I also tested DMD without without the
-inline switch, but it isn’t much better for comparisons.
test-dmd.bat -O -release == 3-lap average; totaling 1200000000 function calls == Static: 6760 ticks; 1.000000 (base time) D class: 7100 ticks; 1.050296 Standard: 7107 ticks; 1.051331 Dynamic: 8549 ticks; 1.264694 Dynamic Indirect: 2933 ticks; 0.433974
I’m not sure why the static call is so slow (compared to g++) nor why Dynamic Indirect is faster than them all, but at least the other results seems consistent in their ratios: D virtual dispatch is pretty much equivalent to Standard, and Dynamic is a little faster.
./test-g++.sh -Os == 3-lap average; totaling 1200000000 function calls == Static: 2693333 ticks; 1.000000 (base time) C++: 3023333 ticks; 1.122525 Standard: 3026666 ticks; 1.123762 Dynamic: 3023333 ticks; 1.122525 Dynamic Indirect: 3363333 ticks; 1.248762
The overall results looks good, but there’s one oddity: Dynamic is as fast as Standard and C++ virtual dispatch. Also note that the overhead of a virtual call seems less than with g++ on Windows (1.122525 times the time of a static call, compared to 1.281000 on Windows).
./test-gdc.sh -Os -frelease -finline == 3-lap average; totaling 1200000000 function calls == Static: 2690000 ticks; 1.000000 (base time) D class: 3030000 ticks; 1.126394 Standard: 3023333 ticks; 1.123916 Dynamic: 3030000 ticks; 1.126394 Dynamic Indirect: 3370000 ticks; 1.252788
Pretty much the same as with g++. Dynamic keeps being as fast as Standard and C++ virtual dispatch for some unknown reasons.
./test-dmd.sh -O -release -inline == 3-lap average; totaling 1200000000 function calls == Static: 1010000 ticks; 1.000000 (base time) D class: 2650000 ticks; 2.623762 Standard: 2690000 ticks; 2.663366 Dynamic: 2690000 ticks; 2.663366 Dynamic Indirect: 3590000 ticks; 3.554456
Again, we have some interesting results. First, the static call is a lot faster than with g++ or gdc, so it probably got inlined like in the results for Windows. Comparing tick counts, virtual dispatch (D, Standard, and Dynamic) seems to run at the same speed as the static call made by g++ and gdc. Perhaps the tick counts are just in a different unit as the ones from g++ and gdc. If that’s the case, then we can still compare the relative scale, which shows us that Standard and Dynamic run at the same speed (just like g++ and gdc) but that the D virtual dispatch mecanism is a little faster for some reason.
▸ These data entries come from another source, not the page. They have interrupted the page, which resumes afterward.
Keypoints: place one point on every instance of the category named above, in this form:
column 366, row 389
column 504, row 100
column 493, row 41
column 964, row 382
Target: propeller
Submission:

|Mac G4 g++||100%||242%||256%||285%|
|Mac G4 gdc||100%||243%||257%||300%|
|Win Duron g++||100%||128%||139%||151%|
|Win Duron dmd||100%||1004%||1288%||1432%|
|Win Duron dmd (no-inline)||100%||105%||126%||43%|
|Linux Duron g++||100%||112%||112%||125%|
|Linux Duron gdc||100%||113%||113%||125%|
|Linux Duron dmd||100%||262%||266%||355%|
|Mac G4 g++||41%||100%||106%||118%|
|Mac G4 gdc||41%||100%||106%||124%|
|Win Duron g++||78%||100%||109%||118%|
|Win Duron dmd||10%||100%||128%||143%|
|Win Duron dmd (no-inline)||95%||100%||120%||41%|
|Linux Duron g++||89%||100%||100%||111%|
|Linux Duron gdc||89%||100%||100%||111%|
|Linux Duron dmd||38%||100%||102%||135%|
All those tests seems to show that the overhead of the Dynamic dispatch method is pretty small when calling repeatedly the same function in a small loop. In the C++ benchmarks, it’s 6% more than virtual dispatch on a PowerPC G4, 9% more on Windows on an AMD Duron, and, strangly, exactly the same on Linux. I think that’s fast enough to justify having a non-fragile ABI for class functions in D.
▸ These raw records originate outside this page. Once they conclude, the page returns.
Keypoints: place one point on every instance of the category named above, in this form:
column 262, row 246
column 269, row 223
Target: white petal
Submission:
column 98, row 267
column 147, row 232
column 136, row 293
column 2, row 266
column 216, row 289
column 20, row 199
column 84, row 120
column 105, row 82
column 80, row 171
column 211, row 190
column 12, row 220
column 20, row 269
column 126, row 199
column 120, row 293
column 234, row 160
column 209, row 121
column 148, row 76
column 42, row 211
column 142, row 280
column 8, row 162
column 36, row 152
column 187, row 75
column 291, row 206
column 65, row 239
But those results have some limitations. They don’t take into account the initialization overhead to populate static variables giving the offset of a function that must be taken before constructing an object. It could also be argued that calling repetitively the same function in a tight loop isn’t realistic and gives more optimisation opportunities than you’d normally have in a real program.
It also remains to be investigated why there’s no overhead for Dynamic on Linux. My only guess up to now is that the linker performs the optimisation; that’d explain why it does the same for DMD, GDC and G++ on Linux, when the former doesn’t share the same optimiser as the others. But right now that’s only a guess.
All this deserves that we dig into the generated assembly code. I’ve done it on PowerPC to make sure there was no unexpected inlining, but given the results it’d be more interesting to disassemble the x86 executables.